Monday, Mar. 25, 2002
Baby, It's Dark Outside
By Richard Zoglin
For a movie about unscrupulous people doing nasty things to one another--a 96-min. black-and-white film that flopped at the box office in 1957--Sweet Smell of Success has nuzzled its way into the hearts of a surprising number of moviegoers. The story of a powerful gossip columnist (Burt Lancaster), modeled on Walter Winchell, and the ambitious press agent (Tony Curtis) who tries to curry his favor, it now seems one of the high points of Hollywood film noir. With its crackling Clifford Odets-Ernest Lehman dialogue ("You're dead, son. Get yourself buried"), it offers a cynical, clued-in portrayal of the underbelly of New York City night life that seems both nostalgic and more relevant than ever.
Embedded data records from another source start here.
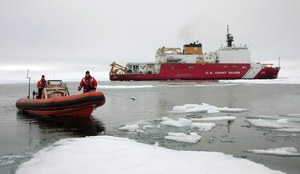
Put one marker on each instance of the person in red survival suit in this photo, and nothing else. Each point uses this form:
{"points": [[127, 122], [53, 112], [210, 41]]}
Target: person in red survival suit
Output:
{"points": [[41, 85], [88, 83]]}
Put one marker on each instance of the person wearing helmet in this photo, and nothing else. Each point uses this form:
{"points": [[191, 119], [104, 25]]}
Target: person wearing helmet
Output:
{"points": [[88, 83]]}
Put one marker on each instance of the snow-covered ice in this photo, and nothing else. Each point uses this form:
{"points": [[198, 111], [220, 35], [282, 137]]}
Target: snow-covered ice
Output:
{"points": [[182, 122], [182, 137], [204, 108], [283, 151], [280, 124], [219, 118], [106, 154], [124, 86]]}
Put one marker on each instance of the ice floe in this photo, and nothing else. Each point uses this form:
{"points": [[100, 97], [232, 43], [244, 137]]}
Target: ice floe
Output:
{"points": [[219, 118], [283, 151], [124, 86], [279, 123], [9, 159], [204, 108], [130, 127], [106, 154], [182, 137], [182, 122]]}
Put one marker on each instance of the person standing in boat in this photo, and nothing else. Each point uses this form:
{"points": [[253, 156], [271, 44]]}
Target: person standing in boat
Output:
{"points": [[88, 83], [41, 85]]}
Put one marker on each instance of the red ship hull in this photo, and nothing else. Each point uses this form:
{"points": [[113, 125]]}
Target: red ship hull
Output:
{"points": [[176, 71], [81, 105]]}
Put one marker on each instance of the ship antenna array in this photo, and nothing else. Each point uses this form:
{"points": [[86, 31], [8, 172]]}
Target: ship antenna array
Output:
{"points": [[28, 77], [229, 38]]}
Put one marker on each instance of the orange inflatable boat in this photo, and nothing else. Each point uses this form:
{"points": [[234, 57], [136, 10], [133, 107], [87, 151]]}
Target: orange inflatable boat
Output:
{"points": [[56, 101]]}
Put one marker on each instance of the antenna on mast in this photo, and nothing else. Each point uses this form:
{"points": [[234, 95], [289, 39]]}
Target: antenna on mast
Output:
{"points": [[28, 77], [229, 38]]}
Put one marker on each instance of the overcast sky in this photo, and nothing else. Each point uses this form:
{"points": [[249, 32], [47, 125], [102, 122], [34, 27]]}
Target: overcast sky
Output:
{"points": [[64, 38]]}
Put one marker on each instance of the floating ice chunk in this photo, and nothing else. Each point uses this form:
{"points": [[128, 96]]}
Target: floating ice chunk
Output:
{"points": [[289, 129], [106, 154], [226, 109], [130, 127], [182, 122], [220, 118], [204, 108], [283, 151], [124, 86], [10, 159], [204, 126], [280, 123], [182, 137]]}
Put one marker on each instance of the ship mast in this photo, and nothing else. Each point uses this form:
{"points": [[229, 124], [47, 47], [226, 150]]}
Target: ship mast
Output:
{"points": [[229, 38]]}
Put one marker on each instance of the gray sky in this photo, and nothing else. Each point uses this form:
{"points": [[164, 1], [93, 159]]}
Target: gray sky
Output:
{"points": [[64, 38]]}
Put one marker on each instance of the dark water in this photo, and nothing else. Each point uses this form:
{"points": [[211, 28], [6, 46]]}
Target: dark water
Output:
{"points": [[23, 135]]}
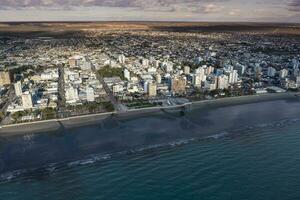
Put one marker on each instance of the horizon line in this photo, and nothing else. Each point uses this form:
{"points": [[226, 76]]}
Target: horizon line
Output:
{"points": [[145, 21]]}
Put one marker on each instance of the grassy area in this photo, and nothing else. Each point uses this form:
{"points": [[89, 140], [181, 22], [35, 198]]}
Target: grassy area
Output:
{"points": [[141, 104], [108, 71], [92, 107]]}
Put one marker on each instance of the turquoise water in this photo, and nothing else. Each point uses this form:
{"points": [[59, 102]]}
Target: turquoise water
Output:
{"points": [[250, 160]]}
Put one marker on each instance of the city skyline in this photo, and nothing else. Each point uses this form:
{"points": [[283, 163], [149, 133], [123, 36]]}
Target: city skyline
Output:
{"points": [[145, 10]]}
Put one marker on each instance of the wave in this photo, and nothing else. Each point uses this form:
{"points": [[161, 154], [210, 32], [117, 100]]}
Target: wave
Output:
{"points": [[94, 158]]}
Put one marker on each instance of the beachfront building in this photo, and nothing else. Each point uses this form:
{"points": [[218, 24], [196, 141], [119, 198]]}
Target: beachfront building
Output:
{"points": [[178, 85], [27, 100], [222, 82], [4, 78], [90, 94], [18, 88], [152, 90]]}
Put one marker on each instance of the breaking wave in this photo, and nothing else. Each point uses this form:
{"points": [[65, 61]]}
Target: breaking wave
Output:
{"points": [[94, 158]]}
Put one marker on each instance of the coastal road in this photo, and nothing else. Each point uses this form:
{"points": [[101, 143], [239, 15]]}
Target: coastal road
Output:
{"points": [[61, 111], [10, 97], [117, 105]]}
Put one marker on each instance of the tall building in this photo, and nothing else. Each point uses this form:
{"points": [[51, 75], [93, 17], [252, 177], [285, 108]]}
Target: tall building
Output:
{"points": [[169, 67], [158, 78], [122, 59], [4, 78], [257, 72], [222, 82], [209, 70], [283, 73], [90, 94], [152, 90], [271, 71], [72, 94], [241, 69], [233, 77], [178, 85], [145, 86], [18, 88], [186, 70], [199, 77], [27, 100], [145, 62], [127, 74]]}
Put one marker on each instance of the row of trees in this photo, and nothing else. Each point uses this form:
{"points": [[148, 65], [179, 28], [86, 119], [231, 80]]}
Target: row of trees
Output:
{"points": [[108, 71]]}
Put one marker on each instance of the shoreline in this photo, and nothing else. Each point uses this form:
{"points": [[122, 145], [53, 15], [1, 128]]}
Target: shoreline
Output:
{"points": [[92, 119]]}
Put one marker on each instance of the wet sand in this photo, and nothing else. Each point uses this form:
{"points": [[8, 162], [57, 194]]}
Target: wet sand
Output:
{"points": [[73, 122]]}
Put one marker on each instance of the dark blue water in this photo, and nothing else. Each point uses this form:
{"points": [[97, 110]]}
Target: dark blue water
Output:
{"points": [[240, 152]]}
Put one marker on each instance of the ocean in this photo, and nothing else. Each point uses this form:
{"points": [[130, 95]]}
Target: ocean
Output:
{"points": [[249, 151]]}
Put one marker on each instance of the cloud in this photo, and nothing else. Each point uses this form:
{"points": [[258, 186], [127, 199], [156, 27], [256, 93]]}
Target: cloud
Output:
{"points": [[145, 4], [294, 6]]}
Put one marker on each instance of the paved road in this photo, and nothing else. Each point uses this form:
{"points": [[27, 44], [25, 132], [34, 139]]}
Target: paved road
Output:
{"points": [[117, 105], [11, 95], [61, 111]]}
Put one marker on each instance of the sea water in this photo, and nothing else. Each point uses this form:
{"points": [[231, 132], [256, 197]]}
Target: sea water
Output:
{"points": [[247, 151]]}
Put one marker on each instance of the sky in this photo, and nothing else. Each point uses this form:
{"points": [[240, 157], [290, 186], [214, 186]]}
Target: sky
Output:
{"points": [[151, 10]]}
The perfect recipe for a Broadway musical? Hardly, but that didn't stop a bunch of talented people from trying to pull it off. Dark and cynical are not the ideal colors for a Broadway musical, but they can work (see much of Sondheim). And there's something irresistible about bringing this film classic to a Broadway theater just blocks from the Manhattan night spots its characters once haunted. Alas, the musical that opened on Broadway last week, after much anticipation, is a sizable letdown. And therein lies another all-too-familiar Broadway tale.
More than four years in the making, the project attracted a list of producers longer than 42nd Street's chorus line, and some of the theater's top creative talents: playwright John Guare (Six Degrees of Separation), composer Marvin Hamlisch (A Chorus Line), director Nicholas Hytner (Miss Saigon) and star John Lithgow, as the ruthless columnist J.J. Hunsecker. But the parts weren't jelling in January, when the show opened for a pre-Broadway run in Chicago. To soften the movie's cynical edge, the creators had played up two subsidiary characters: Hunsecker's young sister (Kelli O'Hara) and her jazz-musician boyfriend (Jack Noseworthy), a couple the columnist tries to break up. "If you're going to swim in the shark tank, you need a way to get out," explained director Hytner. With three love ballads between them--including the show's final number--the young couple were too much front and center, and they turned the show slack and sentimental.
A packet of mixed reviews convinced the creators they were on the wrong track. Some fast rewriting ensued between Chicago and Broadway: the young couple's stage time was reduced (and one of their songs cut) and the ending entirely reworked to give the last scene to Hunsecker. The show is much improved, boasting some strong performances (especially by Brian d'Arcy James as the toadying press agent), and it deftly captures the film's acid view of how power corrupts--and show-biz power corrupts absolutely. But it's still a pale shadow of an icy masterpiece.
The first problem is Lithgow. In the film, Lancaster was a soft-spoken monster, as frightening in absentia as he was in person. (He's offscreen for nearly two-thirds of the movie.) To showcase its above-the-title star, the musical builds up his character--adding some '50s-era Red-baiting, hammering home the movie's hints of incest and even making him a former vaudevillian (as the real Winchell was), to justify an upbeat music-hall number. Yet Lithgow is too soft and pliable, less Satan than satin.
Hamlisch, a master of jazzy pop froth, strains to write in a minor key (though he does deliver a couple of peppy songs, including a Chorus Line-style rouser called Dirt). Guare's book adds too much character back story (the first act plays like a prequel to the movie) and makes a plotty film even plottier. Hytner, the British wonder-worker who has shown that visual theatrics can serve the emotions rather than overwhelm them, doesn't do enough to relieve the show's darkness.
But mostly the musical illustrates Newton's second law of theatrical motion: after trying too hard to give the show some uplift, the creators have swung too far in the opposite, downbeat direction. Hunsecker is not just an egotistical columnist now; he's the Godfather, even ordering a murder. For all its cynicism, the movie managed to convey the racy excitement of its tawdry milieu. "I love this dirty town," Hunsecker famously snarls. The musical just makes us see the dirt.